E que dizer dele? Corrigiu o castigo da vida fazendo-se teu pai. Foi. Pai. Mais que isso. Amou-te nestes anos com a fé que serias uma estrela a cintilar. Agora és um astro. Luminosa. Bem sei que te vejo com olhos diferentes. O amor muda o olho. Mas sei que brilhas. Agora que és a estrela que ele desejou e sabia , ele já não tem o telescópio virado para ti. É uma memória viva. Mas no peito, sabes ainda o tem, no peito, ainda mora o mesmo amor por ti.
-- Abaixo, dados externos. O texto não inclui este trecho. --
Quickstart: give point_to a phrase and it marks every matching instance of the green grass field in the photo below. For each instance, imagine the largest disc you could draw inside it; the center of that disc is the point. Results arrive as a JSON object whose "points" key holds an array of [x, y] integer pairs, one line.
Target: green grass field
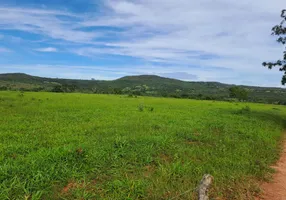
{"points": [[83, 146]]}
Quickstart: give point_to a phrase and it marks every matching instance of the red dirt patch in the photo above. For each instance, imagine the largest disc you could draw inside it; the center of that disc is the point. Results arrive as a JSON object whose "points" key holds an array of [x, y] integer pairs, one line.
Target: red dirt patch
{"points": [[276, 189]]}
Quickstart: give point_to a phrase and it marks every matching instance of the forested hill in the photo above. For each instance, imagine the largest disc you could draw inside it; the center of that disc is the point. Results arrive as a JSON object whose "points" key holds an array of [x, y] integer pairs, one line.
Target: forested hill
{"points": [[148, 85]]}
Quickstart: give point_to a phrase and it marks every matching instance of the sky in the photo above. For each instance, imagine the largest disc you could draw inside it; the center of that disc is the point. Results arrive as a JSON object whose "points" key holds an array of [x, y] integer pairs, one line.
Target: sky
{"points": [[192, 40]]}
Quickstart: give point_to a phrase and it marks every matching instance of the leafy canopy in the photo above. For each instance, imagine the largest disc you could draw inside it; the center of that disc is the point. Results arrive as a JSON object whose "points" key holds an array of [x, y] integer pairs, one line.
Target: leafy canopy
{"points": [[280, 32]]}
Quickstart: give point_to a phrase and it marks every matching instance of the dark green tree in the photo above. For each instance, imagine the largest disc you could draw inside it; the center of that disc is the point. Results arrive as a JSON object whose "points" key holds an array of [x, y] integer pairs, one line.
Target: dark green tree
{"points": [[280, 32]]}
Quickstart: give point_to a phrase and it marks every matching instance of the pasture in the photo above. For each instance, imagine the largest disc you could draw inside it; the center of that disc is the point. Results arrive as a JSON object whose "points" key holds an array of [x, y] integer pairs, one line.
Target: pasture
{"points": [[85, 146]]}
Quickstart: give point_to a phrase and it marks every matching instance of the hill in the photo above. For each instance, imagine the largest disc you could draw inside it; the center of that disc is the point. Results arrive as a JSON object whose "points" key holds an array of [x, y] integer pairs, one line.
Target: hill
{"points": [[148, 85]]}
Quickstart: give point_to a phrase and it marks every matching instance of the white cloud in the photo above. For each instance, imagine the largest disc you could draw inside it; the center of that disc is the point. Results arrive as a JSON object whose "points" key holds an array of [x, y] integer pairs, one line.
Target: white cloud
{"points": [[52, 23], [47, 49], [5, 50], [222, 40]]}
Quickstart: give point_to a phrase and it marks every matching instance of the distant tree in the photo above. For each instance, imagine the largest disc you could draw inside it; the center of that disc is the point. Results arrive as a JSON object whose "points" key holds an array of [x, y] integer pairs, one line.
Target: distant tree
{"points": [[238, 92], [280, 31]]}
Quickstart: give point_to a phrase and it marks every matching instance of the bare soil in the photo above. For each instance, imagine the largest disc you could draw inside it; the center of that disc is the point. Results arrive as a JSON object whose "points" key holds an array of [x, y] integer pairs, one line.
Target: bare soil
{"points": [[276, 189]]}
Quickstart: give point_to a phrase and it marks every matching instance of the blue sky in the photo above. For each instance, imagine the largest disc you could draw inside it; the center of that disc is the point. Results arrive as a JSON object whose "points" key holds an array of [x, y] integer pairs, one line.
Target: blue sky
{"points": [[195, 40]]}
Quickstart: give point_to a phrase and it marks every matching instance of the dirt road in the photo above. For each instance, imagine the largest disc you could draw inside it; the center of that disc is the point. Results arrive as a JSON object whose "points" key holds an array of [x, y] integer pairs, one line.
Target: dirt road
{"points": [[276, 189]]}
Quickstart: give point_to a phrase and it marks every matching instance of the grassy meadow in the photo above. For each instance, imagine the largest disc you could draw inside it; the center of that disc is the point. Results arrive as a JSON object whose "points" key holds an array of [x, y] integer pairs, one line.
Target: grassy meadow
{"points": [[84, 146]]}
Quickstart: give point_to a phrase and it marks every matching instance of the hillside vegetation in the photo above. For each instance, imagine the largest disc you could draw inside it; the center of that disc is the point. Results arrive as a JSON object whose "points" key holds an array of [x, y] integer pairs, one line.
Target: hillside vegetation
{"points": [[146, 85], [86, 146]]}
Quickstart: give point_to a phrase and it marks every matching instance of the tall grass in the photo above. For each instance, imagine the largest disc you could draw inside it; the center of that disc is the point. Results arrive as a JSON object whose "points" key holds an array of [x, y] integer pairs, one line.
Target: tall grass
{"points": [[80, 146]]}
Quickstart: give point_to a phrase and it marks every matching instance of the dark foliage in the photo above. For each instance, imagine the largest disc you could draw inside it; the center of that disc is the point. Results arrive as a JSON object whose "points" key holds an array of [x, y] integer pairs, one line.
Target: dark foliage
{"points": [[280, 32], [146, 85]]}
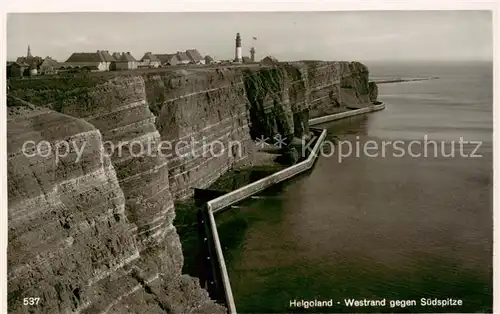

Todos te amam ainda mas agora és tu que tens que cuidar deles. É uma benção ser amada , sabes?

É uma maldição crescer até ter consciência que contamos conosco para embalar quem nos fez crescer. Um dia sem aviso somos adultos. E ser adulto é escolher. Escolhemos sempre o melhor mesmo quando não sabemos o que é melhor.

Agora chego eu. Prometo dar-te a lua. Exagero. Sou poeta. Só pedes que não te falte com o ombro. É óbvio que o ombro não falta, nem o beijo, nem a percepção do riso forçado.
De ti não quero menos que tudo. Aceito amar as tuas dores até te lamber as feridas. Quero que mas passes. que dividas em dois o sofriemento. Aceito amar os teus sorrisos. São tão bons. O bom em ti vale a pena sempre.

Perguntas se me desiludo. Se me farto. És humana e tens dores. Para mim és divina. Não disse já tudo?